Parallèlement à la domination de la route et à la montée en puissance du rail à grande vitesse, les vingt dernières années ont été caractérisées par le développement spectaculaire du transport aérien, qui rejoint désormais le rail en passagers/km, mais qui doit faire face à des problèmes de congestion des couloirs aériens et des aéroports.

La croissance du transport de marchandises est liée aux mutations de l'économie et du système de production dans l'Union européenne au cours des vingt dernières années. L'Europe est passée d'une « économie de stock » à une « économie de flux », qui a permis une baisse radicale des coûts de stockage, et partant des coûts de production, par le biais d'un transfert physique des marchandises vers les moyens de transport. C'est le concept de « stock roulant ».

Parallèlement, on a assisté à un processus de délocalisation de l'industrie et au déclin de l'industrie lourde intégrée, grosse consommatrice de transport de pondéreux pour lequel le rail et les voies navigables sont parfaitement adaptées, au profit d'une industrie légère plus dispersée sur le territoire et basée sur la sous-traitance et le « juste à temps ». Cette nouvelle structure de production est plus favorable au système de transport réputé le plus flexible et dont le rayon d'action couvre l'ensemble du territoire, la route.

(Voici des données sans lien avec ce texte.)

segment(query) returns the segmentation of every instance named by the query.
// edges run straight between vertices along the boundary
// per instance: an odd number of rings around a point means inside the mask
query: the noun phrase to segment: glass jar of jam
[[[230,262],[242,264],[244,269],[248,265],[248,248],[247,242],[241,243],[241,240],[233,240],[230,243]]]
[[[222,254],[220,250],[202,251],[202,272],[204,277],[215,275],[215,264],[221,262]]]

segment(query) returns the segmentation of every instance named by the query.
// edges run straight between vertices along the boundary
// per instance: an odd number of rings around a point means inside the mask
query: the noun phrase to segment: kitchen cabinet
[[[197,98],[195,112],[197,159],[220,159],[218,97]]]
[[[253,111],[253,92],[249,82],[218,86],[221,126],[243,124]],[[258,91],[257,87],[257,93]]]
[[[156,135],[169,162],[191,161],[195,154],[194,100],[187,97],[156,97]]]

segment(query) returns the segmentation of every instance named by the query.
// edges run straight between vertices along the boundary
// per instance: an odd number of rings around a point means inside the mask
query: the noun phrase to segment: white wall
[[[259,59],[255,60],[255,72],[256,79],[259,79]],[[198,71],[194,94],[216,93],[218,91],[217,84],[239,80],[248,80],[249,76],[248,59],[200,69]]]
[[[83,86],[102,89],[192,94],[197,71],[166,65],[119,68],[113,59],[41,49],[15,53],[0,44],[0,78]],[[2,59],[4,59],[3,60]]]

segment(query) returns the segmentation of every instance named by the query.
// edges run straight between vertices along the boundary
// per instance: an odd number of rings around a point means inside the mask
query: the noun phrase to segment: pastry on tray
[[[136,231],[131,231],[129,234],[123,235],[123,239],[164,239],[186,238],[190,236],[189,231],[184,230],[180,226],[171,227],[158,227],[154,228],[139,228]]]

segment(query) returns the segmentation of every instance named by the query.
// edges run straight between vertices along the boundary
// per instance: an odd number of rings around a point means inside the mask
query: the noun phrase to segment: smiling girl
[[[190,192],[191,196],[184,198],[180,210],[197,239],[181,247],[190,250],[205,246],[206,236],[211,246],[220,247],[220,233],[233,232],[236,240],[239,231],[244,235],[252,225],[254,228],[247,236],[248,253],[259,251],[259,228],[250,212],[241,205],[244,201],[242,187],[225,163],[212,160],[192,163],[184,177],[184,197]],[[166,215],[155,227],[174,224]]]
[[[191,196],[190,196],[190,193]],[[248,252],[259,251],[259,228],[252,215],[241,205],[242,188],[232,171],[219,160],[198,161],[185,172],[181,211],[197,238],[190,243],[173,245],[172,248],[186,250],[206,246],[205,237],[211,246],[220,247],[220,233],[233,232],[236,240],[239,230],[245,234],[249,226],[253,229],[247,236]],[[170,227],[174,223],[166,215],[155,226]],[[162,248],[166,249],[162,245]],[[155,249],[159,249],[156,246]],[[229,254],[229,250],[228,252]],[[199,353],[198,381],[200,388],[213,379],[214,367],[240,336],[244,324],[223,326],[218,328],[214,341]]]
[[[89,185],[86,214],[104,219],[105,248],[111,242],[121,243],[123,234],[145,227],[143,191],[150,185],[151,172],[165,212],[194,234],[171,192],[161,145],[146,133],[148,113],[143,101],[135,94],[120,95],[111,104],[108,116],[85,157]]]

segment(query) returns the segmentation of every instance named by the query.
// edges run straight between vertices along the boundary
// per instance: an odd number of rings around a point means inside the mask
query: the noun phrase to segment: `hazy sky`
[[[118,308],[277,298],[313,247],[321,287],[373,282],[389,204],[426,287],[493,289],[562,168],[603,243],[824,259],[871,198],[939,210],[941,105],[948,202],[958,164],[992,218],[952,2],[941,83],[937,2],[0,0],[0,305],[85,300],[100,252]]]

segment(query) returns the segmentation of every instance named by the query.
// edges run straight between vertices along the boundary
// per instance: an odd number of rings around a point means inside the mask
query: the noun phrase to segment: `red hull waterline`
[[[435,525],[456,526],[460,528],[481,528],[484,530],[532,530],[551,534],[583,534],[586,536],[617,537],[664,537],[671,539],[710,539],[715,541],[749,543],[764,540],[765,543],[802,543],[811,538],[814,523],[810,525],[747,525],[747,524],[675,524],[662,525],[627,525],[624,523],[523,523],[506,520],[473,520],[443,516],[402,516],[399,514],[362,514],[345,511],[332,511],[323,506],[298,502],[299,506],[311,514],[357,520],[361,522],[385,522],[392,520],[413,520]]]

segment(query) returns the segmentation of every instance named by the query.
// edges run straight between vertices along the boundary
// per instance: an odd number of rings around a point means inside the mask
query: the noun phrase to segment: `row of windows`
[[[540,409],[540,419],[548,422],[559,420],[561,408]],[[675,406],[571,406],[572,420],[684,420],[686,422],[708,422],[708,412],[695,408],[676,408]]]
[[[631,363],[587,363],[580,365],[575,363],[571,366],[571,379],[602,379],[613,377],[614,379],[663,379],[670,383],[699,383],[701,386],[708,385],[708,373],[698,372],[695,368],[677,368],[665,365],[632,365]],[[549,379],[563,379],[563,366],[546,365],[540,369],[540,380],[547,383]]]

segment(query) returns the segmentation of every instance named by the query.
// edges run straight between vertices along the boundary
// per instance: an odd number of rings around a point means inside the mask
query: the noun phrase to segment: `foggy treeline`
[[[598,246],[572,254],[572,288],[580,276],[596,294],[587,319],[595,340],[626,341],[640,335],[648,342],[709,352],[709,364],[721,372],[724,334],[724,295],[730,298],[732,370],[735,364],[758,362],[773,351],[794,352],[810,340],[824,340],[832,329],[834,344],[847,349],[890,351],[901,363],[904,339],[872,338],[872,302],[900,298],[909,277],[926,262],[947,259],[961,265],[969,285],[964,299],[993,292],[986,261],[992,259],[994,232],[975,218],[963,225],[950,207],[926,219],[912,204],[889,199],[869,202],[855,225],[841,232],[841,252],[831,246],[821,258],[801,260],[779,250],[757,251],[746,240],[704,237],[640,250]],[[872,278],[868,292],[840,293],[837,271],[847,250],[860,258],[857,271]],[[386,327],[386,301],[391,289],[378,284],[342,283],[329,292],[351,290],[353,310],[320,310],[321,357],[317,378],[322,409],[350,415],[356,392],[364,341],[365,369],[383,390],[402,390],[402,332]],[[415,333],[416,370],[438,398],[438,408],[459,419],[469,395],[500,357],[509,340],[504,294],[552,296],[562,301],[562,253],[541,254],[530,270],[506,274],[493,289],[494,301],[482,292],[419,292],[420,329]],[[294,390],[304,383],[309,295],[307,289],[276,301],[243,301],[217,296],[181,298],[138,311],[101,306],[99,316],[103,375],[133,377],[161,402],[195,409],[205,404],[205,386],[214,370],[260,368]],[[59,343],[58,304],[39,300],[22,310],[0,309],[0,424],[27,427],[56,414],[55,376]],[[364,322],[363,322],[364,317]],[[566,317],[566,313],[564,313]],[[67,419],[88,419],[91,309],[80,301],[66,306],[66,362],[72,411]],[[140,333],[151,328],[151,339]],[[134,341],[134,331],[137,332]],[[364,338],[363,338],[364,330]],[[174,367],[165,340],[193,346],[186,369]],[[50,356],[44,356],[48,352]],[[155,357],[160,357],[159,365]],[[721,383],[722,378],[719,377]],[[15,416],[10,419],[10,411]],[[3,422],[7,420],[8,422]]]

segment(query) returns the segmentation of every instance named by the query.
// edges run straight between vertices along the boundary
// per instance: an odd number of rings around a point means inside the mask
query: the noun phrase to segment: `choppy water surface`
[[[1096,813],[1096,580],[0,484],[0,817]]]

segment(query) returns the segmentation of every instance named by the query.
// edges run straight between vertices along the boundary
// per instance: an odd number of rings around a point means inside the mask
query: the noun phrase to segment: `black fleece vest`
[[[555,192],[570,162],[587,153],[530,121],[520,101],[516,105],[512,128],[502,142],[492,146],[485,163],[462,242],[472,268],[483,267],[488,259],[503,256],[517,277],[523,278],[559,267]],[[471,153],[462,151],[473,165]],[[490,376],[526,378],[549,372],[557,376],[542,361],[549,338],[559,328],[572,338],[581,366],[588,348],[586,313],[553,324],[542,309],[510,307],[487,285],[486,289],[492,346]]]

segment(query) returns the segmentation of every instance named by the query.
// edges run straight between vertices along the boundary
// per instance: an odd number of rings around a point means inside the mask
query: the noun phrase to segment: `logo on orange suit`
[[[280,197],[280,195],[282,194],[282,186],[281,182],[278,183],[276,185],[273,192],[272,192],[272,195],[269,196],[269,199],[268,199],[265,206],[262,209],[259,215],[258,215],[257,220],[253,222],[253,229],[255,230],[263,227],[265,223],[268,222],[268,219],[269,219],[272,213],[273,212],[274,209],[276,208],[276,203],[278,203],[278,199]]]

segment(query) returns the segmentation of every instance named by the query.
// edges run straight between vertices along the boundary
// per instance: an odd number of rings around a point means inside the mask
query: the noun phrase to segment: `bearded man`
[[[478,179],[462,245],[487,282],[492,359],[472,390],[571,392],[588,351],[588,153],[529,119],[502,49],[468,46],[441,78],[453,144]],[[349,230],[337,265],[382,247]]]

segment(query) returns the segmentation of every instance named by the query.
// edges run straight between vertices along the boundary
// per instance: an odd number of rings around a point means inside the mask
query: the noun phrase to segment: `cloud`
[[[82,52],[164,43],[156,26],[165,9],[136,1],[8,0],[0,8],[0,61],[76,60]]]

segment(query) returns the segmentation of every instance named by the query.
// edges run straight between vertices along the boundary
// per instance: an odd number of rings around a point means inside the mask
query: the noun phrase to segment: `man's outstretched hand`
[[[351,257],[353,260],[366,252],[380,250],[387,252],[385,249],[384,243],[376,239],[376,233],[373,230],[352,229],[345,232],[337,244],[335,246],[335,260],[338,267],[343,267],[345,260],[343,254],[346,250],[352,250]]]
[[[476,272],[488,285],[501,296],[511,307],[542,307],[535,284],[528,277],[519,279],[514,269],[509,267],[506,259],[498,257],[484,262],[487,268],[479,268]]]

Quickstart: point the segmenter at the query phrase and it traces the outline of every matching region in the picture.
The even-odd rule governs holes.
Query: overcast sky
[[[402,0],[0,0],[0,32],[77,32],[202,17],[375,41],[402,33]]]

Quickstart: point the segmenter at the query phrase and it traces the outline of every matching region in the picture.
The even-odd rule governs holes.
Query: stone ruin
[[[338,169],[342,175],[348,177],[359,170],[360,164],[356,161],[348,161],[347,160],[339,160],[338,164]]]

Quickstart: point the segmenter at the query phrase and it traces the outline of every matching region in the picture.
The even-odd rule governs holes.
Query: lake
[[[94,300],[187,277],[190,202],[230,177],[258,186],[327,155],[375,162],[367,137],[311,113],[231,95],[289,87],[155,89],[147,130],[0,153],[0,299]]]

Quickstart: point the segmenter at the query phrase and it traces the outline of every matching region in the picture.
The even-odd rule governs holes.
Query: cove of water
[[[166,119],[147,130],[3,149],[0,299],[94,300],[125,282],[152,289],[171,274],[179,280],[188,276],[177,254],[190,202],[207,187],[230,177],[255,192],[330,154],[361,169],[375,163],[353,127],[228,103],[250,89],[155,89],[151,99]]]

Dans ses projections, la Communauté s'est fixé comme objectif un taux de croissance économique d'au moins 3 % par an pour la décennie 2000-2010. Sur cette base, le consensus majoritaire entre les différentes études dont dispose la DG Transport et Energie arrive à la conclusion qu'au cours des dix prochaines années, le trafic devrait augmenter de 38 % pour le transport de marchandises et de 19 % pour celui de voyageurs, par rapport à la situation actuelle. Dans cette perspective, l'évolution du trafic de marchandises par route devrait s'établir à près de 50 %, alors que le trafic automobile augmenterait de 16 %.

La stagnation et le vieillissement de la population de l'Union européenne, la saturation automobile dans les pays les plus riches ainsi que celle des infrastructures urbaines, feront que la croissance de la demande de transport de passagers restera aux alentours de 1,5 % par an.

Pour les marchandises, le passage à une économie de services dématérialisée devrait assouplir le lien avec la croissance du PIB à l'avenir. Il est néanmoins probable qu'au cours des dix prochaines années la croissance économique et l'intégration croissante des économies européennes exigeront un volume toujours croissant d'activités de transport. Par conséquent, il est prévisible qu'une croissance économique de 3 % par an augmentera la demande de transport de marchandises d'un taux comparable, de 2,7 % par an.